Formulate mission and values statements. The company’s mission is a concise statement of its purpose-how the company wants to be perceived by customers, competitors and stakeholders. An example of a mission statement is “to develop technologies that allow faster and more accurate diagnosis of skin cancer.” The values statement describes what kind of corporate citizen you want your venture to be. Describe what you want your company to contribute to the community and even the world.
Describe the world around you. The environment provides opportunities and challenges. The opportunity could be that the market you are in is growing at an exponential rate. The challenges could be from factors that include a stagnant economy or a shortage of raw materials. Challenges from entrenched or growing numbers of competitors are prime threats for any business.
Related Reading: Analytical Tools for Developing a Strategic Plan
Evaluate the current position of your company. Determine where you fit in the competitive landscape. Consider what you are doing extremely well, exceeding the performance of competitors, and where your competitors have the upper hand. Be brutally honest with this review of your company’s current state. Recognizing your weaknesses will help you formulate strategies for improvement.
Define your vision. Articulating your vision gets to the central purpose of the strategic planning process. Imagine your company’s bright and successful future. Describe the size and market presence you envision your company achieving. This segment of strategic planning is the most exciting and creative: it is your unique definition of success.
Set objectives that stretch your resources and capabilities. The vision you have for your company is undoubtedly ambitious. Take the overall vision and break it down into quantifiable components for which you can set numerical targets. Include unit sales, numbers of customers and revenues.
Formulate strategies and action plans. A company has limited resources. Strategies and action plans determine how these resources will be deployed. Describe what products or services you will market, to whom you will market them, and what marketing and promotion efforts you will undertake to reach your target customers. Be as specific as possible. Action plans take the strategies to the next level, showing who is responsible for implementing the strategies and the time frame over which the actions will be completed.

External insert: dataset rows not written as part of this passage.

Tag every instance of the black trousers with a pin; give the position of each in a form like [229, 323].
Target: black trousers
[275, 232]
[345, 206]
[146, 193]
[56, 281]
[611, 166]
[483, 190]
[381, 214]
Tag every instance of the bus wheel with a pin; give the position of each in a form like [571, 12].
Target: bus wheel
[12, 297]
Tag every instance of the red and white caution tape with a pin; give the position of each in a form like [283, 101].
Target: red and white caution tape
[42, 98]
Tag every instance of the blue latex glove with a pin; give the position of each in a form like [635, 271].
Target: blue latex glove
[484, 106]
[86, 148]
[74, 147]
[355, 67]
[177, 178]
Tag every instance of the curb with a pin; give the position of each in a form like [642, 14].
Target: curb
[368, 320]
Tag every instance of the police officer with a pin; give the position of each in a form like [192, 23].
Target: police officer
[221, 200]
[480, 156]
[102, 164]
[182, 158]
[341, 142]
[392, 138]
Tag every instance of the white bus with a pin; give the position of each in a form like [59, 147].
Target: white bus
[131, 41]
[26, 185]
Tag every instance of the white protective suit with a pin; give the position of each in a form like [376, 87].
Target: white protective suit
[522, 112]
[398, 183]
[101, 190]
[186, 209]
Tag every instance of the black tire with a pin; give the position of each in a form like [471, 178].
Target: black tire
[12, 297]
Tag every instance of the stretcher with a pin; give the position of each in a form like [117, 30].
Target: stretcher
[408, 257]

Show what you believe your company will earn, and what you need to spend to achieve your objectives. Referred to as a forecast or budget, in this phase you build spreadsheets that project all line items of revenues and expenses. Change the variables in the spreadsheets and do “what-if” scenarios until you are comfortable your projections are realistic.
- In all sections of the strategic plan, “why” is as important as “what.” Make sure you can explain the logic behind all the strategic decisions you have made.
- In time, strategic thinking will be a part of your everyday life as a business owner. You will be able to perceive competitive threats before they severely impact your business, and identify opportunities before your competitors uncover them.